昨日、コンサルのあとに、表参道の書店で開催されていた本の産直夏祭りに行ってきた。

「産直」というだけあって、小規模出版社の作り手を話ができて、どんな想いでその本を作っていたのかが聞けて面白かった。

何社かの人とゆっくり話ができたのだが、やはりとってもユニークな人だった。このご時世に出版社をやっているのだから、書籍に対して、あるいは出版に対して、あるいは文字に対して、強烈な想いがあるのだ。ただそういう想いを、こういう機会でないと知ることができないというのも少し残念な気がする。

そういう出版社から本を出している著者も、そんなに有名な人はいないのだか、出版物から推察するにかなりマニアックな人なんだろうなと思う。お会いしたい人が何人もいた。

自分のところから出版する人もまったく知られてはいないが、かなり独自の世界を持っている人だ。そういう人を世に出すことに喜びを感じるのだ。「自分の身近なすごい人」に本を書いてもらいたいと思っている。

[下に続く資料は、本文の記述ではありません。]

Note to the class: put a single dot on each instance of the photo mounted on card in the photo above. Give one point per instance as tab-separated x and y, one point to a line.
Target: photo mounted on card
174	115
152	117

ただ、そういう方向性で出版をすると、著者の知名度が販売促進に期待できないということだ。タイトルも総じて地味。自分は好きだけど。

昨今、出版社は書籍を企画する際に、その著者にどれだけ読者がついているかをとても気にするが、そこがまったくないわけのだ。だから売上は必然的に厳しくなる。もともと刷り部数は少ないし、大手の取次も通していないので当然の結果と言えば、結果だ。

昨日表参道からの帰りに思ったことはその本を作っている人がどんな人なのだかを知ってもらう必要があるのではないか、ということだ。英語では出版社をPublisherというが、erがついているところに「出版する人」の意味が強く込められているように思う。あえて日本語にすれば、「出版者」ということだ。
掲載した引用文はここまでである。